Going to my usual spot on the Record Stop wall to see what new singles were available. Nipo points out one that he considered to be the weirdest thing he had heard. Coming from Nipo, that meant something.
The cover was guys who looked sort of robotic wearing gym shorts. Above it said De-Evolution – Jocko Homo / Mongoloid. What? Ok. Of course this had to be listened to.
The band was Devo. They were from Akron Ohio. The concept was de-evolution. the human race was devolving, or getting stupider and we would some day get to the point of no return. (like that would ever happen….um…wait)
The song was very strange. It sounded like it was recorded in a basement and had an odd synthesizer sound and the vocals were foreign to me. Like nothing I had ever heard before. Of course I loved it.
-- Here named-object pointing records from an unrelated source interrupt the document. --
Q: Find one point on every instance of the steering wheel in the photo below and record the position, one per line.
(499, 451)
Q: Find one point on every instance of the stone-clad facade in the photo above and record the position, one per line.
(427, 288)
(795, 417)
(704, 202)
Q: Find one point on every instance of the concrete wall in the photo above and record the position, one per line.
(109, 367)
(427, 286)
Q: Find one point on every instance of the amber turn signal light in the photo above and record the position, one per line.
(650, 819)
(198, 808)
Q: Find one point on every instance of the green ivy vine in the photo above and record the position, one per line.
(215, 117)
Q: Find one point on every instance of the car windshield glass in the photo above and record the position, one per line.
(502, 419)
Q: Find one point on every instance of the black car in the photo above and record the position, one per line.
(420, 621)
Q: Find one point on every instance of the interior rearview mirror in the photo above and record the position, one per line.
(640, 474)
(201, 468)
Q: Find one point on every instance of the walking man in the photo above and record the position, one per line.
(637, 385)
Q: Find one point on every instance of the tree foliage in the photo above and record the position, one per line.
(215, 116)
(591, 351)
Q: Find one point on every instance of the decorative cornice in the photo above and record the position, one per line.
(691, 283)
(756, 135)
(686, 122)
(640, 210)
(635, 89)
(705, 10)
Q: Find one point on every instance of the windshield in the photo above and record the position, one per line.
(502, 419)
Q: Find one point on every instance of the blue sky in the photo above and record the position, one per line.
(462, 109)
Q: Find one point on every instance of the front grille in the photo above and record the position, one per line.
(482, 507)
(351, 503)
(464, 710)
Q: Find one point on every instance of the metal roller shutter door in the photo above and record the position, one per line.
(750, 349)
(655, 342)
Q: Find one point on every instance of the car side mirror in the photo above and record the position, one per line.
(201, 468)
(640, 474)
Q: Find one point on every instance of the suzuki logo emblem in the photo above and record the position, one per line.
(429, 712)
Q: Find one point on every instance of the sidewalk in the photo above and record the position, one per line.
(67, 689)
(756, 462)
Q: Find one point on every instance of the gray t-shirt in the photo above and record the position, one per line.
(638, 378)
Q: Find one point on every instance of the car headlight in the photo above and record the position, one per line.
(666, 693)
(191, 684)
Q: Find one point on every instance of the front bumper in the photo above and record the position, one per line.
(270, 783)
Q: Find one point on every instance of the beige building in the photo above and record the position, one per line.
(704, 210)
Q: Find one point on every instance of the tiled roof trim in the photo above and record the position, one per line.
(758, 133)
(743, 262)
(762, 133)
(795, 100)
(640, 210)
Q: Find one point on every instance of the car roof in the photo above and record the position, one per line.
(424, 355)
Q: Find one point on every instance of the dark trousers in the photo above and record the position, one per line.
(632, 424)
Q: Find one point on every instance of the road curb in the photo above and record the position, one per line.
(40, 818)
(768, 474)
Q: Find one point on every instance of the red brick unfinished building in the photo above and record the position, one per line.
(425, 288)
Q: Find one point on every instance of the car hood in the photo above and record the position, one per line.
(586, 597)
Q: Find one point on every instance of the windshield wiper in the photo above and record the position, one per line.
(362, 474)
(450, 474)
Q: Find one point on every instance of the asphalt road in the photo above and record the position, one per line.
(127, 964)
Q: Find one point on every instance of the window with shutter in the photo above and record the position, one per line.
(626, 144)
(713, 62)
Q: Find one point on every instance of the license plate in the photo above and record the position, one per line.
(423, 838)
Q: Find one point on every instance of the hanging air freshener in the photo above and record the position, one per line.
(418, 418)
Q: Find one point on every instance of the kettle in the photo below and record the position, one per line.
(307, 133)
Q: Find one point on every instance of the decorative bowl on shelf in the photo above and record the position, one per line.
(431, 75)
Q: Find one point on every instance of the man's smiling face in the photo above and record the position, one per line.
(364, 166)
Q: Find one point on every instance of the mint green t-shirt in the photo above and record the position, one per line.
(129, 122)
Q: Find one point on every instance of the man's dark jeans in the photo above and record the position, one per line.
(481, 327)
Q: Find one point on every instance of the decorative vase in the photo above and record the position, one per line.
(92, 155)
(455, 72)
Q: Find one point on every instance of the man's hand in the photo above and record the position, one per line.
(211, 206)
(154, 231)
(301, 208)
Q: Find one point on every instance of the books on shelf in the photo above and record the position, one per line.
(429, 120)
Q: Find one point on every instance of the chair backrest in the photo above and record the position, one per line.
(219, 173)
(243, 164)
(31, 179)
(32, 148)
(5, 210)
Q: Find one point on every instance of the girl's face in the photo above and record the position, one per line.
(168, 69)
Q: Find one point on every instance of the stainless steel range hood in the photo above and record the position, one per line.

No surprise there.
Devo quickly became an interesting band I wanted to know more about. They were more than just a rock band, or a punk band. Devo was a concept. Not a concept like prog-rock(ugh). More like Einstein meets David Bowie meets Brian Eno.
And of course, good old Brian Eno jumps on the bandwagon and produces the first album.
By the time Devo’s first album came out, they were already a sensation, among the knowing. Like many punk acts before, a highly anticipated debut. Also, like many punk bands before, they delivered much more than expected.
“Are We not Men, We Are Devo” is a full on assault of high-powered punk rock but with all the elements of a B-Movie and a physics lab that just blew up. If that doesn’t make any sense, it describes Devo to a tee, I think.
Devo hit Saturday Night Live and literally became an overnight sensation. I remember seeing them at the Bottom Line and the line to get in was around the block. It was a happening. It was exciting. it was the beginning of De-evolution. The 80’s were coming and Devo was the band to watch.
I loved the first album from the opening chords of “Uncontrollable Urge”, which sounded a bit like I Wanna Hold Your Hand, to the loungy jazz of “Shrivel up”. This album is amazing. It’s clever, funny and just the right amount of sexual double entendre to make it fun.
I am proud to say I got a hold of an actual Devo suit (yellow jumpsuit) which I wore at Record World once and even to a Halloween party. needless to say, people were confused. Good times.
Devo followed up with more brilliant albums. “Duty Now For the Future” further explores the de-evolution theme and is probably my favorite Devo album. “Freedom Of Choice” exalted them into stardom with the hit “Whip It” which was celebrated more as a novelty song than art. Oh well.
Still all three albums were brilliant.
Devo still tours today and I am proud to say I have seen them recently. They are still great. They recently put out a great album, “Something For Everybody” which proves their talent was well beyond the novelty they were pegged as back in the day.